A myocardial infarction or "heart attack" is the sudden death of part of the heart muscle due to a blockage in the blood supply to that area of the heart. The disorder is popularly known as a heart attack. Myocardial infarction (MI) is the most common cause of death in the UK.


The usual cause is atherosclerosis of the coronary arteries. In this condition, plaques (fatty deposits) develop on the artery walls; a clot may then form over a plaque and block an artery. Men are more likely to have a heart attack than women, and smokers are at greater risk than nonsmokers. Other risk factors include increased age, an unhealthy diet, obesity, and disorders such as hypertension (high blood pressure) and diabetes mellitus.


There is a sudden, crushing pain that starts in the centre of the chest and may spread into the arms or up to the jaw. Breathlessness, restlessness, clammy skin, and nausea and/or vomiting may also occur. In some cases, the first symptom is sudden collapse and loss of consciousness.

A few people have only mild symptoms or have none at all; this type of heart attack is known as a silent myocardial infarct. The damage to the heart tissue may cause immediate heart failure (reduced pumping efficiency) or arrhythmias (irregular heartbeat).

Ventricular fibrillation is the most dangerous form of arrhythmia; it prevents the heart from pumping effectively and, if untreated, is fatal within a few minutes.


Diagnosis is made from the patient’s history, together with an ECG. Tests are also carried out to measure levels of certain enzymes, and of a protein called troponin, which are released into the blood from damaged heart muscle.


A myocardial infarction is a medical emergency. A person who suspects that he or she is having a heart attack should chew an aspirin tablet, which will help to dissolve the clot in the artery. He or she should then be taken to hospital as soon as possible. Initially, oxygen and diamorphine are given in order to relieve the pain and intravenous thrombolytic drugs may be given to dissolve the blood clot (unless there is a risk that the drugs will cause excessive bleeding).

Afterwards, patients are monitored in an intensive care or coronary care unit so that any complications, such as heart failure, arrhythmias, or rupture of a heart valve can be detected and treated as early as possible. If thrombolytic drugs have failed to restore blood flow in the affected artery, surgery may be considered.

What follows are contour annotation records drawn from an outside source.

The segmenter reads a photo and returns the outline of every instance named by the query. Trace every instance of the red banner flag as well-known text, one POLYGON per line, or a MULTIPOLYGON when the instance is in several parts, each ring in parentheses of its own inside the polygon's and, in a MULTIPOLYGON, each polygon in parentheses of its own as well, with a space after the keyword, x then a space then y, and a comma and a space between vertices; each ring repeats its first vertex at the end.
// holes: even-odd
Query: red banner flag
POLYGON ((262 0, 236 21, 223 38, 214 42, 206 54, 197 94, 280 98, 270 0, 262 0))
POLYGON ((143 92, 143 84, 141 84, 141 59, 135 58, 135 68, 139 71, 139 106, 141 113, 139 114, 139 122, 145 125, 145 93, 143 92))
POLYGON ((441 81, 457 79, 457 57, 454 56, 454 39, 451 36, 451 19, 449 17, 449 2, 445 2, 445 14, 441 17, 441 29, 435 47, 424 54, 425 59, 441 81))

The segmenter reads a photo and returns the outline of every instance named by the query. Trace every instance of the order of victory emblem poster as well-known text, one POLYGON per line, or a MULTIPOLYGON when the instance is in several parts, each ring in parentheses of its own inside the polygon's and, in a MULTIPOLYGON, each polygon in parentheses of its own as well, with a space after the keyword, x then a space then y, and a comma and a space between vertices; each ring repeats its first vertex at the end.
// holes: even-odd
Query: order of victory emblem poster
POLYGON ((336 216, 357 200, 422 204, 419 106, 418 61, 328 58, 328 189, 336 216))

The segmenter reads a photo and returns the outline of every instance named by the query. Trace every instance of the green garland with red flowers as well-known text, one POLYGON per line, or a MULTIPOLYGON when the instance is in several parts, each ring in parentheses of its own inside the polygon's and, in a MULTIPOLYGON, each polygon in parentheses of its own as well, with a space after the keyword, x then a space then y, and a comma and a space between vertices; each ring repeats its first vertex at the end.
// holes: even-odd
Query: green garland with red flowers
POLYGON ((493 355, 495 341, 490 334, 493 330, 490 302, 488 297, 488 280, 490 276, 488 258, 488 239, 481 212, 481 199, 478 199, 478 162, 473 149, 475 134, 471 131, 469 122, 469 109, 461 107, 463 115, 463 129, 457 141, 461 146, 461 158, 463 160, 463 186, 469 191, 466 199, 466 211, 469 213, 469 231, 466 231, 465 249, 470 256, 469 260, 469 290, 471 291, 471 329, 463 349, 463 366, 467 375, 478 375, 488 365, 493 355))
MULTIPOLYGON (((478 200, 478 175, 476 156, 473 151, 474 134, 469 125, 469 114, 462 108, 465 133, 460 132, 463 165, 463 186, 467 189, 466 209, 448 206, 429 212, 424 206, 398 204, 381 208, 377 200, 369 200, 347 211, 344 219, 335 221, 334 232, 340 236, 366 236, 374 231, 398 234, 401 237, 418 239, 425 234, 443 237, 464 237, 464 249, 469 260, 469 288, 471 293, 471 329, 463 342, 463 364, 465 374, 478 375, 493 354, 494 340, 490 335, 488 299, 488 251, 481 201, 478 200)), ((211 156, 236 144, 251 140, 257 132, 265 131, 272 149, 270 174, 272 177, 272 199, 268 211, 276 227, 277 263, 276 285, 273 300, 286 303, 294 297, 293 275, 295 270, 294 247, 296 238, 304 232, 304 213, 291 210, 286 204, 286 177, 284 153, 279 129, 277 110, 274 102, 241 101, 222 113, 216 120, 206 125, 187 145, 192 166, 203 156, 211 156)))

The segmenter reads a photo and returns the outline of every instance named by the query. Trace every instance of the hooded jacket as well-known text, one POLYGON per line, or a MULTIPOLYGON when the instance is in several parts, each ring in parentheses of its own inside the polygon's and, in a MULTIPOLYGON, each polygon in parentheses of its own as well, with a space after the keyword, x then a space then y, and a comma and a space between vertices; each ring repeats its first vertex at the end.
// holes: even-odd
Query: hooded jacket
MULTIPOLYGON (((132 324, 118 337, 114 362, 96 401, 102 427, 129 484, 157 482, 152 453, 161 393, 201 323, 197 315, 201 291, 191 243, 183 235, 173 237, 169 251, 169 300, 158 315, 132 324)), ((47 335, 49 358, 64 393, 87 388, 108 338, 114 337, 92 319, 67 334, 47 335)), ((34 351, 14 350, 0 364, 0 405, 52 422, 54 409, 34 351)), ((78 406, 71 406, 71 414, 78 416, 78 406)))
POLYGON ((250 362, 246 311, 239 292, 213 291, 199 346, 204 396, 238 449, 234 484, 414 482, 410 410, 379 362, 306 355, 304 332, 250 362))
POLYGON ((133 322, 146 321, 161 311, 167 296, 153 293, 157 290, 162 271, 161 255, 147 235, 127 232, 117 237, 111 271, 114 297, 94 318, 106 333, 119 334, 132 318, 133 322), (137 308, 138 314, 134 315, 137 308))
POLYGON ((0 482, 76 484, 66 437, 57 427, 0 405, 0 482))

On leaving hospital, patients may be advised to take aspirin, beta-blocker drugs to protect the heart muscle, and statin drugs to lower blood cholesterol. ACE inhibitors are also given to treat heart failure or impaired function of the left ventricle. In addition, people will undergo a rehabilitation programme to help them return to full activity and to increase awareness of risk factors.